Yes, I repro this. Well, mostly. I actually don't get an output of 0, but some other garbage output. So I can reproduce the invalid behavior, and I have pinpointed the cause.
You can see the code that GCC 5.4.0 generates with the -m64 -mno-sse
flags here on Goldbolt's Compiler Explorer. In particular, these are the instructions we care about:
// double pi = 3.14;
fld QWORD PTR .LC0[rip]
fstp QWORD PTR [rbp-8]
// std::cout << "pi:";
mov esi, OFFSET FLAT:.LC1
mov edi, OFFSET FLAT:std::cout
call std::basic_ostream<char, std::char_traits<char> >& std::operator<< <std::char_traits<char> >(std::basic_ostream<char, std::char_traits<char> >&, char const*)
// std::cout << pi;
sub rsp, 8
push QWORD PTR [rbp-8]
mov rdi, rax
call std::basic_ostream<char, std::char_traits<char> >::operator<<(double)
add rsp, 16
What's happening here? Well, first, we need to understand what the -mno-sse
flag means. This prevents the compiler from generating any code that uses SSE instructions (as well as any later instruction-set extensions). Therefore, this means that all floating-point operations must be done using the legacy x87 FPU. That works fine and is well-supported on 32-bit builds, but it is nonsensical on 64-bit builds. The AMD64 specification requires SSE2 support as a minimum, so it can be assumed that all 64-bit-capable x86 CPUs will support both SSE and SSE2. This assumption has made it into the ABI: all floating-point operations on x86-64 are done using SSE2 instructions, and floating-point values are passed in XMM registers. Therefore, doing floating-point operations but forbidding the compiler from using SSE/SSE2 instructions puts the code-generator in an impossible position and leads to inevitable failure.

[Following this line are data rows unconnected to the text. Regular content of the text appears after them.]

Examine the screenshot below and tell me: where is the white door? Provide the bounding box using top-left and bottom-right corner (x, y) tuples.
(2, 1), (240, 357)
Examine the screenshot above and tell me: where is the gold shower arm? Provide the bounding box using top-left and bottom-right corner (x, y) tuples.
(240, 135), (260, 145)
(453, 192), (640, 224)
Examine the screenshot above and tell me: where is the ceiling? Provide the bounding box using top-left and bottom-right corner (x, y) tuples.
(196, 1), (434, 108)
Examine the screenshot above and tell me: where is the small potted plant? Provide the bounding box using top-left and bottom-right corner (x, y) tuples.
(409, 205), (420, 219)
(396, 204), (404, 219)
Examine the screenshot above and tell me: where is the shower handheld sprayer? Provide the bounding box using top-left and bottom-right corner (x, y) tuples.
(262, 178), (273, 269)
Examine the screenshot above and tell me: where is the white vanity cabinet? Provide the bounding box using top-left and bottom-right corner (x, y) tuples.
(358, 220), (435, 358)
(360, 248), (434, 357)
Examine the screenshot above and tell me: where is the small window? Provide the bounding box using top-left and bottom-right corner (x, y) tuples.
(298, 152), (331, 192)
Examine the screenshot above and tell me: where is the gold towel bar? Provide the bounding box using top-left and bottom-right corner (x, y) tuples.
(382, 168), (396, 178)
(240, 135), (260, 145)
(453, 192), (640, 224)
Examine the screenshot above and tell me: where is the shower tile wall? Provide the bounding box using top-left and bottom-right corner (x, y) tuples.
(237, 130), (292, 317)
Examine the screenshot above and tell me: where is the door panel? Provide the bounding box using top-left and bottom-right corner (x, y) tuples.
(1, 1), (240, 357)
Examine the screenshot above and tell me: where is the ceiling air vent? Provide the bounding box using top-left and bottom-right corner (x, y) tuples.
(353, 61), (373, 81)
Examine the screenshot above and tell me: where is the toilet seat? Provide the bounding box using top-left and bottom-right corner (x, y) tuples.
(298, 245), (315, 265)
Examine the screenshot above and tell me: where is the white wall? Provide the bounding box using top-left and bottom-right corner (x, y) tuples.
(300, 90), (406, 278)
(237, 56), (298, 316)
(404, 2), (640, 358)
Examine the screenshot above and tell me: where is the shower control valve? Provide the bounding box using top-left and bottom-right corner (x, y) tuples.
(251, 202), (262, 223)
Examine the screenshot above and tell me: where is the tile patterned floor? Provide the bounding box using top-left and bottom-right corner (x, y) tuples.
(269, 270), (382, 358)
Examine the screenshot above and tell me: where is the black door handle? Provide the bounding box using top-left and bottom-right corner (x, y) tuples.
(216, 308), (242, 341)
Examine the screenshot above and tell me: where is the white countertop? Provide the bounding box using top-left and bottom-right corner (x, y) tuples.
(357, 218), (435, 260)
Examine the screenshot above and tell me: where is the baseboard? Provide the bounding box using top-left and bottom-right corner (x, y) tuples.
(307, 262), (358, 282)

How exactly does it fail? Let's walk through the code above. It's unoptimized (since you didn't pass an optimization flag, it defaulted to -O0
), which makes it a little hard to read, but bear with me.
In the first block, it uses x87 FPU instructions to load your double-precision floating-point value (3.14) from memory (it is stored as a constant in the binary) into the register at the top of the x87 FPU stack. Then, it pops that value off the stack and stores it into memory (the program stack). This is totally just busy-work done in unoptimized code, and you can pretty much just ignore it. The upshot here is that your floating-point value is stored in memory at rbp-8
(an offset of 8 bytes from the base pointer).

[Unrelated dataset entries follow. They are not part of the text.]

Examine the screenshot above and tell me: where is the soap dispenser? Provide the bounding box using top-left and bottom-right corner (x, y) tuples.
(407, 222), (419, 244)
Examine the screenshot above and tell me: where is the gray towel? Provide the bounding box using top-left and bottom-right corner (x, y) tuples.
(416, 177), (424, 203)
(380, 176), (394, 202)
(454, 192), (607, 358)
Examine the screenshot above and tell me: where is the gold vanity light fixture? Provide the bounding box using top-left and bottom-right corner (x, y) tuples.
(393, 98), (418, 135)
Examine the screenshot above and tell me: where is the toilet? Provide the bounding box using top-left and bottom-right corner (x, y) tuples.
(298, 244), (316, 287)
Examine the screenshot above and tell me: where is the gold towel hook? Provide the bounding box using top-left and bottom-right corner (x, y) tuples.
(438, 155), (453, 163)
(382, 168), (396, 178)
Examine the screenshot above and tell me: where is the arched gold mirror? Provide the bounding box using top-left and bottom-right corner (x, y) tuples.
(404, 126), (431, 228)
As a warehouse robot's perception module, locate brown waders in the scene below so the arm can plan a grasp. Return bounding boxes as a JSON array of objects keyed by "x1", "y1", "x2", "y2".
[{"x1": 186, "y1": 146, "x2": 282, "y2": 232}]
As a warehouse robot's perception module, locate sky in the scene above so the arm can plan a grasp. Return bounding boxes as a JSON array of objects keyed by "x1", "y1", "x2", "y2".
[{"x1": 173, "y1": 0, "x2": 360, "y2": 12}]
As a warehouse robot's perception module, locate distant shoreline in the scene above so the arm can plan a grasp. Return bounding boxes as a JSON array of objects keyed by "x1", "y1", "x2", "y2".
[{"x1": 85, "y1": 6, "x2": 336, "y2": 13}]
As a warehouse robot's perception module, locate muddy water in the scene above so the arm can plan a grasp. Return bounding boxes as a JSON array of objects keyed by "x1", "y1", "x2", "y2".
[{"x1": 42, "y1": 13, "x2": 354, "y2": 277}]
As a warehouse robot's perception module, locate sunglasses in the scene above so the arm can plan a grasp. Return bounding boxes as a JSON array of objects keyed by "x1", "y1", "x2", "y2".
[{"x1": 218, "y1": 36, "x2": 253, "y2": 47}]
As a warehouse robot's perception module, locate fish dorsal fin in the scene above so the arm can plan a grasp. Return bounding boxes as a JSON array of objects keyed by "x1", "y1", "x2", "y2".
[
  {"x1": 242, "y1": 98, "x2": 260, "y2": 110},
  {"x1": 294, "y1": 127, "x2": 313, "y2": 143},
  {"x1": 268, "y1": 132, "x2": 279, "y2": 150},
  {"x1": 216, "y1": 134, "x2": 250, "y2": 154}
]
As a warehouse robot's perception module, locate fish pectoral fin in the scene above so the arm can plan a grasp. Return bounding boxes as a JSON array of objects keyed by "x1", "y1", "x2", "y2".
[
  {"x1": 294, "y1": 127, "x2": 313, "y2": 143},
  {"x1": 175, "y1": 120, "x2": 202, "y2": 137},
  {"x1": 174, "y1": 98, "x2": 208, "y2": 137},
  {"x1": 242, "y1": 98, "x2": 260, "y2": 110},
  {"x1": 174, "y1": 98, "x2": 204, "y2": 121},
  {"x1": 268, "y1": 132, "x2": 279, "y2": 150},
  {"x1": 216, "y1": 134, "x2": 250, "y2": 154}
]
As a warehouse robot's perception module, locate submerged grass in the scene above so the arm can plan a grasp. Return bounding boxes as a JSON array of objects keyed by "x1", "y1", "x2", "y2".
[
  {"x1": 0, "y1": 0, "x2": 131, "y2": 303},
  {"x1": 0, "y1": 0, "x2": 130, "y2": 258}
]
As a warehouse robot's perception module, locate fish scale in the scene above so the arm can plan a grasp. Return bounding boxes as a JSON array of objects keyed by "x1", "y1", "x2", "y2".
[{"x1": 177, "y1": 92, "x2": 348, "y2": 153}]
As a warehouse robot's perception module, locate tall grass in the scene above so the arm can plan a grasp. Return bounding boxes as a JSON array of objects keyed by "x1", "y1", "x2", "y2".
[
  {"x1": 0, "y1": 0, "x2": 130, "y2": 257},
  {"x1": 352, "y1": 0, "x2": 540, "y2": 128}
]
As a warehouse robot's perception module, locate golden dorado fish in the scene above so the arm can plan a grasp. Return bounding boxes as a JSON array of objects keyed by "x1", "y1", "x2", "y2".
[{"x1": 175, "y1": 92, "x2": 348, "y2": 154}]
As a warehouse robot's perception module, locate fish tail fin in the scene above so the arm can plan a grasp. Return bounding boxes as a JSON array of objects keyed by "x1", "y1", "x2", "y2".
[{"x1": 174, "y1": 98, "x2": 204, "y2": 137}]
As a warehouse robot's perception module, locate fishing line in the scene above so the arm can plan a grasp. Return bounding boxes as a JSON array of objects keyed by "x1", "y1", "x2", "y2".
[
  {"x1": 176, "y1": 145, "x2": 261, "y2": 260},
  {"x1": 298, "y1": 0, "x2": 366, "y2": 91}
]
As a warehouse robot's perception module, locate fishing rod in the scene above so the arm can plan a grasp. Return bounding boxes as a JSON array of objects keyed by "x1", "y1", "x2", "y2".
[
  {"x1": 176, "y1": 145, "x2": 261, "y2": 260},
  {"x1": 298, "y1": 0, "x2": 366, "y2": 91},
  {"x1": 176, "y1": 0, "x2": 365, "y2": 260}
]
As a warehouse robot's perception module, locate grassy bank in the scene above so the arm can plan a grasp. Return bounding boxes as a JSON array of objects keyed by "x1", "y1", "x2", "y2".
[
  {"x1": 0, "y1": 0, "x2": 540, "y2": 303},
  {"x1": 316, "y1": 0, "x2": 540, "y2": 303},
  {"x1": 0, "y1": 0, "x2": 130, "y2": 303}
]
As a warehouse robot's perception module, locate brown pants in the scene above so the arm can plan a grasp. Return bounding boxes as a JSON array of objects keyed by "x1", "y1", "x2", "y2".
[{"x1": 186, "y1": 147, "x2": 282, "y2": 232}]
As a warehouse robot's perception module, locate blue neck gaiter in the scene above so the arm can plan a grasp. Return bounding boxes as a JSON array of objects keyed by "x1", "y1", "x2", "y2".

The next block of instructions can be completely ignored. They just output the string "pi:".
The third block of instructions are supposed to output the floating-point value. First, 8 bytes of space is allocated on the stack. Then, the floating-point value that we had previously stored to memory is pushed onto the stack.

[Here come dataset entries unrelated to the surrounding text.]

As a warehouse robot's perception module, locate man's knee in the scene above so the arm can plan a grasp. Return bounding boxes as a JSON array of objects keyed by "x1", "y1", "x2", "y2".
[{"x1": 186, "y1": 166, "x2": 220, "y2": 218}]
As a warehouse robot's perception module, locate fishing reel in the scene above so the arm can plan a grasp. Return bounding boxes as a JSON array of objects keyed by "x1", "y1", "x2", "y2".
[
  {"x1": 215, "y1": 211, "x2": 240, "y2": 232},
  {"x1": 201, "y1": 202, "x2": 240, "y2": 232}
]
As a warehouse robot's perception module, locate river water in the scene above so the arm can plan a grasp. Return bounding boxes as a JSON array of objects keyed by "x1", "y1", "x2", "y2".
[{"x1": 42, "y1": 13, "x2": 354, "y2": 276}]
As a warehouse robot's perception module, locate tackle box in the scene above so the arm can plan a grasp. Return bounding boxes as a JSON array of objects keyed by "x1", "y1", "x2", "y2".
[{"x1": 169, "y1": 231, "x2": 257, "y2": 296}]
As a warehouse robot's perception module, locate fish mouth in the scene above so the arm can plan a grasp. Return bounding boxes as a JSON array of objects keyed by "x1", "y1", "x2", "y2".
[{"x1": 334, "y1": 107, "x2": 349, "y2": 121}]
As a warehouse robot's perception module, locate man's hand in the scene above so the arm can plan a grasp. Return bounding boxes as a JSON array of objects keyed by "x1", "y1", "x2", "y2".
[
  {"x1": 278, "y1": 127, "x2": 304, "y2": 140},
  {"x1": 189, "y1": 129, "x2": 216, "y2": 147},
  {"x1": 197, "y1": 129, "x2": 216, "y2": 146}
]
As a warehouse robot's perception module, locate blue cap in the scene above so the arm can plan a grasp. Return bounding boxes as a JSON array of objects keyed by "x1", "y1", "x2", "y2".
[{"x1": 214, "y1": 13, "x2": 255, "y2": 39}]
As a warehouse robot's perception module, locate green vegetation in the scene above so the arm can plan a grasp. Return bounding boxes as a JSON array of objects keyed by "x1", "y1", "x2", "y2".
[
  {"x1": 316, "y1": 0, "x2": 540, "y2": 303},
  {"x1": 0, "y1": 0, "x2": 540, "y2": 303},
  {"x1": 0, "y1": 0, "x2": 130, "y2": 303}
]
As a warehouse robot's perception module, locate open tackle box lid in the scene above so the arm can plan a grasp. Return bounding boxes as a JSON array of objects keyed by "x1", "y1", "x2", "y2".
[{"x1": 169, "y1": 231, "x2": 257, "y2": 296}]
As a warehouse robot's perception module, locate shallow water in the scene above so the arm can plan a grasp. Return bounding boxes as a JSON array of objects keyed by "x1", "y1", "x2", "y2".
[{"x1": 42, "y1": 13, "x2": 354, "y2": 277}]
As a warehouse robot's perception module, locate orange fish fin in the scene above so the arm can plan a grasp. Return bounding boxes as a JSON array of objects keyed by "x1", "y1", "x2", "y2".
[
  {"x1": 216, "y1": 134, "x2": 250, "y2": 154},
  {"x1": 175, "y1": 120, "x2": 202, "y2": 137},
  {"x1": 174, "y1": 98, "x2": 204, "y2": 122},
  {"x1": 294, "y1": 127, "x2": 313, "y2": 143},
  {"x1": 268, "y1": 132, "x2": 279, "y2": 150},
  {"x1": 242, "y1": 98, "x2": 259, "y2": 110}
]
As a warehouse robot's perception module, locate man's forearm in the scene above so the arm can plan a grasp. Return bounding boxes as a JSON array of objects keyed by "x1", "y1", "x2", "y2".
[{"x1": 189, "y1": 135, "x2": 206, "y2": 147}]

So far, so good. This is how you normally would pass a floating-point parameter to a function—that is, in a 32-bit build, following the 32-bit ABI, where you were using x87 instructions. In a 64-bit build, following the 64-bit ABI, floating-point parameters are supposed to be passed in XMM registers, and this is where the operator<<(double)
function expects to receive its parameter. But, you told the compiler it cannot generate SSE code, so it cannot make use of the XMM registers. Its hands are tied. It cannot properly call the library function, which follows the ABI, because your specific options break the ABI.
It's all downhill from here. The compiler copies the contents of the rax
register into the rdi
register, and then calls the operator<<(double)
function. This function tries to write the floating-point value passed in the XMM0
register to stdout, but that register contains garbage (in your case, it seems to contain 0, but its actual contents are formally undefined), so this garbage is written to stdout, instead of the floating-point value you expected to see.
Now that we understand the problem, what are the solutions?
- If you don't want to use SSE instructions, force a 32-bit binary to be compiled using the
-m32
flag. This combines safely with -mno-sse
.
- If you need a 64-bit binary, then don't pass the
-mno-sse
flag, because this is a violation of the 64-bit ABI, which assumes SSE2 support as a minimum.
(Although I'm ignoring it here, it is technically reasonable to pass the -mno-sse
flag along with the -m64
flag. Indeed, this is explicitly supported by GCC because it is used to compile Linux kernel code, where the XMM registers' state is not persisted between calls. This works only because kernel code does not perform floating-point operations. The -mno-sse
switch is used only to prevent the compiler from using SSE instructions as part of an advanced optimization that has nothing to do with floating-point operations.)